Canada and the United States



John Gilman Kolp. Gentlemen and Freeholders: Electoral Politics in Colonial Virginia. (Early America: History, Context, Culture.) Baltimore: Johns Hopkins University Press. 1998. Pp. xi, 249. $46.00.

The question that John Gilman Kolp asks himself in this book is what made the political system of colonial Virginia work on the smallest and most personal levels of the county, the parish, and the neighborhood. Thus, his focus comes to rest on electoral politics: on who ran and on how the enfranchised voted for delegates to Virginia's House of Burgesses in the only election in which they had a voice.

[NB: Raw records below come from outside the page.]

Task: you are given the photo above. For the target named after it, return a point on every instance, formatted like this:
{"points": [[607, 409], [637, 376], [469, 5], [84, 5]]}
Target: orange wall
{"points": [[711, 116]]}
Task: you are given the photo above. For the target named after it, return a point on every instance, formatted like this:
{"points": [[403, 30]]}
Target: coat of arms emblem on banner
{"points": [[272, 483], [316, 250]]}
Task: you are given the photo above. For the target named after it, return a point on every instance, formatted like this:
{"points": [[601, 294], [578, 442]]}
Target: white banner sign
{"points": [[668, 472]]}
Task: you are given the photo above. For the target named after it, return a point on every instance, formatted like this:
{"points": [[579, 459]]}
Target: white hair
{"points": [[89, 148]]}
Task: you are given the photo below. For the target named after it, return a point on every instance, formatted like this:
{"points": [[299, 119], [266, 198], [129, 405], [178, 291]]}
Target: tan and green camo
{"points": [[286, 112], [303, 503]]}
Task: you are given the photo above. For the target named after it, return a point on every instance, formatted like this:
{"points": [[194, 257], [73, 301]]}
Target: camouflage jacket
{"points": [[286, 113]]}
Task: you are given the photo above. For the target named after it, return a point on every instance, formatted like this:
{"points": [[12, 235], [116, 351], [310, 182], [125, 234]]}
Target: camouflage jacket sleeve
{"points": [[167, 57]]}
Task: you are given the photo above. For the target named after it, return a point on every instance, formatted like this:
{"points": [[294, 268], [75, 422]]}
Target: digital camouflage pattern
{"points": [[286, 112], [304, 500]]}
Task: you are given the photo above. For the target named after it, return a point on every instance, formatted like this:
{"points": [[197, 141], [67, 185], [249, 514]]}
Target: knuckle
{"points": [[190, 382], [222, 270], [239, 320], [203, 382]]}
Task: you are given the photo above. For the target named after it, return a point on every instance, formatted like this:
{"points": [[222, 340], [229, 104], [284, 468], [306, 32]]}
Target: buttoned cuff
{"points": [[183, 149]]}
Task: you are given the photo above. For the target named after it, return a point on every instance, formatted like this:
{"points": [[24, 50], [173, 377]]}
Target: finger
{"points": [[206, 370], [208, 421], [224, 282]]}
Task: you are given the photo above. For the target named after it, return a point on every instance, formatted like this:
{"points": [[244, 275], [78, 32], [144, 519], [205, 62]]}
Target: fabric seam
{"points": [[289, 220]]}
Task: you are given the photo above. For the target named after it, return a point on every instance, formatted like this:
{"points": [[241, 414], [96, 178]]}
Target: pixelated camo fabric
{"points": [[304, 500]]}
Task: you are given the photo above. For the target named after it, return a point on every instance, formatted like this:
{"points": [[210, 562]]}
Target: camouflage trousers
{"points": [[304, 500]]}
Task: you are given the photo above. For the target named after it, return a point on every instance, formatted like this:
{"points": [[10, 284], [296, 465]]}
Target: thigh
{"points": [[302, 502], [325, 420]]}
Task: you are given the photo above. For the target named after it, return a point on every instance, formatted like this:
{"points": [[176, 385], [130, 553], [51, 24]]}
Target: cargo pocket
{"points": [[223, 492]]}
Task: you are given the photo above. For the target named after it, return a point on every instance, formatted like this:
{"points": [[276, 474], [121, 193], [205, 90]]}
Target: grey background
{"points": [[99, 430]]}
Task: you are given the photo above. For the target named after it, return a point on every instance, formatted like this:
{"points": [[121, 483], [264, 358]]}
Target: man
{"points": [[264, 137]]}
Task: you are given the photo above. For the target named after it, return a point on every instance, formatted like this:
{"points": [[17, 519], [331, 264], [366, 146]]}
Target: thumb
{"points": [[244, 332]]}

Setting aside debates over political stability or instability in seventeenth-century Virginia politics, Kolp turns to the eighteenth century in search of consistent patterns in the choices voters made that illuminate the distinctive political culture Virginia bequeathed to the nation. Thus his work falls into company with some of the most distinguished scholarship on Virginia political history including Robert E. and B. Katherine Brown's Virginia, 1705–1782: Democracy or Aristocracy? (1963) and this book's near namesake, Charles Sydnor's Gentlemen Freeholders: Political Practices in Washington's Virginia (1952). 1
     Kolp's play on Sydnor's title is significant. Sydnor asked why Virginia property holders voted consistently for their social betters, and he decided that deference between classes provided the glue of colonial politics. Democracy—a word little used in the eighteenth century—according to Sydnor came not in competition over issues for voter interests but in the respect gentry officeholders displayed for the men and families who put them in office. Accepting distinctions between an elite and a larger middling class of freehold planters—and marshaling an impressive array of statistics to demonstrate the superior wealth in land and slaves of candidates over voters—Kolp focuses his attention more on the latter and asks how their choices at the polls reflected social relations. . . .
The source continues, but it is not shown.